El Señor puede volver al atardecer, como cuando se reunió con sus discípulos para celebrar la Cena, su Cena de despedida; el Señor vuelve en la Eucaristía y nos hace uno con Él, Pan partido y Vino desbordado para el que tiene hambre y sed. Puede volver a media noche, como en la hora de su aprensión, cuando otros inocentes como Él son aprendidos, torturados, acusados y juzgados sin justicia, sentenciados a muerte, al silencio y a la soledad.
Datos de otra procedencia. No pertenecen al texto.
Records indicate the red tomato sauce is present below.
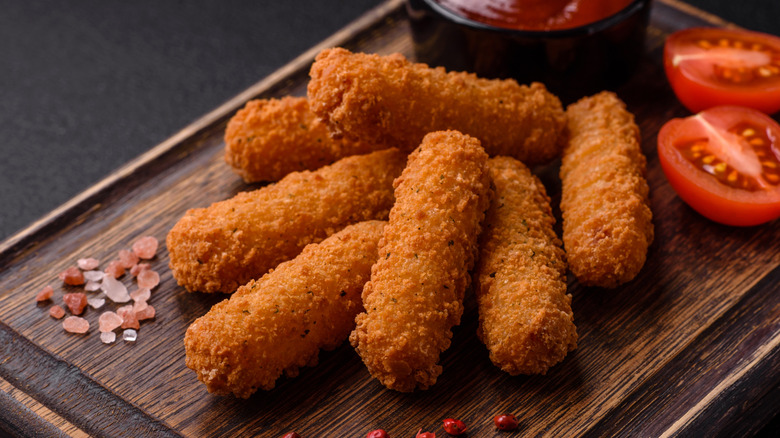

El Señor puede volver al canto del gallo, en la hora de la negación, cuando nos dirige su mirada suplicante, de indigente, de necesitado, de débil, de abandonado, y puede que por no estar atentos no lo reconozcamos y su dolor nos dé miedo y cobardía, y lo neguemos. Pero puede también que el Señor llegue al amanecer, en la hora luminosa y clara de la resurrección, cuando nos preguntamos cómo haremos para mover la pesada piedra del sepulcro, y a pesar de lo difícil que parece, seguimos firmes hacia su sepulcro, para estar con él, para dar a su cuerpo destrozado la unción de nuestra fidelidad.
No estamos abandonados, ni Él está ausente. Nos ha dejado la tarea, pero nos ha dado también su Espíritu; nosotros somos su Cuerpo. Puede que en nuestras mentes haya muchas preguntas, pero en nuestros corazones y en nuestras manos hay respuestas, quizá no muchas, pero sí la únicas que importan: la mirada compasiva, la caricia de la misericordia. Por eso dice el profeta: “ Señor, ¿por qué permites que nos alejemos de ti, y endureces nuestro corazón para que no te respetemos… Nadie invocaba tu nombre, nadie despertaba de su letargo para unirse a ti… Con todo, Señor, tú eres nuestro Padre, nosotros somos la arcilla, y tú el Alfarero.” Haznos lámparas, Señor, aunque sea de barro, frágil y agrietado, con tal de que tu luz brille en medio de las tinieblas y alrededor de ella nos quitemos el frío de esta noche que cala hasta los huesos.